Published Tuesday, Dec. 9, 2008 | 11:44 p.m.
Updated Thursday, Dec. 11, 2008 | 10:11 a.m.
- What: New “Viva McDonald’s” location featuring four large video screens outside, a 14-TV “media ring” inside, and wireless internet.
- Where: 2896 S. Las Vegas Boulevard, across from the Riviera.
- When: Grand opening on Dec. 11 from 11 a.m. until 6 p.m., open 24/7.
- Online: www.mcdonalds.com/usa/
Las Vegas got a taste of Nevada’s newest, biggest and most technologically-savvy McDonald’s restaurant on Tuesday.
Both of the new 8,600-square foot restaurant’s state-of-the-art kitchens were operating at full strength Tuesday night, churning out Big Macs and crispy chicken sandwiches by the dozen. Order after order of the chain’s famous French fries were dished out, too, all deep-fried and seasoned to crispy, greasy, salty perfection.
Yet audiences previewing the new Viva McDonald’s on Las Vegas Boulevard were also given food supplied from an off-site caterer — and drinks from a bar that served red and white wine, bottled beer and a martini created especially for the event.
So-called “vivatinis” weren’t served in the chain’s standard red and white plastic cups and came without the signature yellow straw; they came in martini glasses rimmed with yellow sugar.
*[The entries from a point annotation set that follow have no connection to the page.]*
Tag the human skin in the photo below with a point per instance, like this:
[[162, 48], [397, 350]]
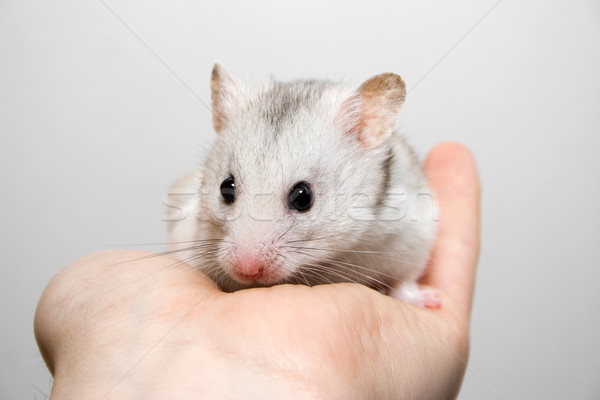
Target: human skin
[[129, 324]]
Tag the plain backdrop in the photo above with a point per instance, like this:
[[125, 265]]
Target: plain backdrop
[[102, 107]]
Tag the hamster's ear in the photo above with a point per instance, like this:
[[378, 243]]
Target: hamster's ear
[[375, 108], [224, 94]]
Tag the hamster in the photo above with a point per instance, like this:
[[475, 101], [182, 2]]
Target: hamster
[[307, 183]]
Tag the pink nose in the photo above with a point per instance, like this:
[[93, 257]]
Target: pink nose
[[250, 268]]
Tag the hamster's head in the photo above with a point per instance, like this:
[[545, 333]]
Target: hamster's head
[[295, 175]]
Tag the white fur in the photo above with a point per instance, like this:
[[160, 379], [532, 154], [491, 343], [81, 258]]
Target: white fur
[[386, 247]]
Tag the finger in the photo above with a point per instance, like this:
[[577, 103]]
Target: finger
[[452, 173]]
Viva McDonald’s, which faces the Riviera and was built next door to another 25-year-old and the soon-to-be-shuttered McDonald’s location, will not be licensed to serve alcohol when it opens on Dec. 11.
The restaurant therefore will not be able to sell the beer, wine or libations that flowed so freely on Tuesday night.
It won’t be serving a lot of the food that was showcased, either, as a variety of not-so-fast food was brought in for the ravenous supper-hour crowd.
Dinnertime selections on Tuesday included roast beef with gravy, pasta and meatballs, and a variety of roasted vegetables, cheeses and fresh fruit.
The soda fountain wasn't functioning so previewing audiences had limited options when it came to washing down their caterer-provided chicken penne alfredo with something other than beer, wine or booze: milkshakes, coffee, or bottled water.
As crowds mixed and mingled to the sounds of an Elvis impersonator, trays of baby mozzarella, basil and cherry tomato skewers, prosciutto-wrapped asparagus, shrimp salad-topped cucumber slices, and beef empanadas were passed.
For dessert, besides McDonaldland cookies, McFlurries and baked apple pies, patrons were also treated to chocolate-dipped strawberries, lemon bars, and chocolate cups filled with fruit or chocolate mousse.
It’s sort of funny whenever a restaurant serves another establishment’s food — but when McDonald’s chooses to provide alternate entrées and gourmet-inspired hors d’oeuvres, it really says something.
Something like, “We know our food isn’t that good, so try this instead,” or, “Here, you’ll probably enjoy this a lot more than a Fillet-O-Fish.”
Of course none of the McDonald’s executives on hand on Tuesday night were saying anything along those lines. Most were too busy giving tours of the shiny new kitchens or showcasing the main dining lobby’s “media center” (read: a ring of televisions displaying weather information and a string of short-format documentaries from the likes of Animal Planet and the Discovery Channel that were specially-produced for McD’s).
Even more interesting than the alternative food choices, however, was the fact that much of the crowd turned their noses up at the more upscale offerings.
While Morgan Spurlock’s documentary, “Super Size Me,” disgusted the nation four years ago, the lasting effects may not be as extreme.
As many people lined up for Big Macs and McNuggets as they did for roast beef; they chose processed cheddar on all-beef patties over brie and blue cheese; and fresh grilled vegetables were passed up for grilled chicken sandwiches.
So if Tuesday was any indication, McDonald’s classics are as popular now as ever. “Viva McDonald’s,” indeed.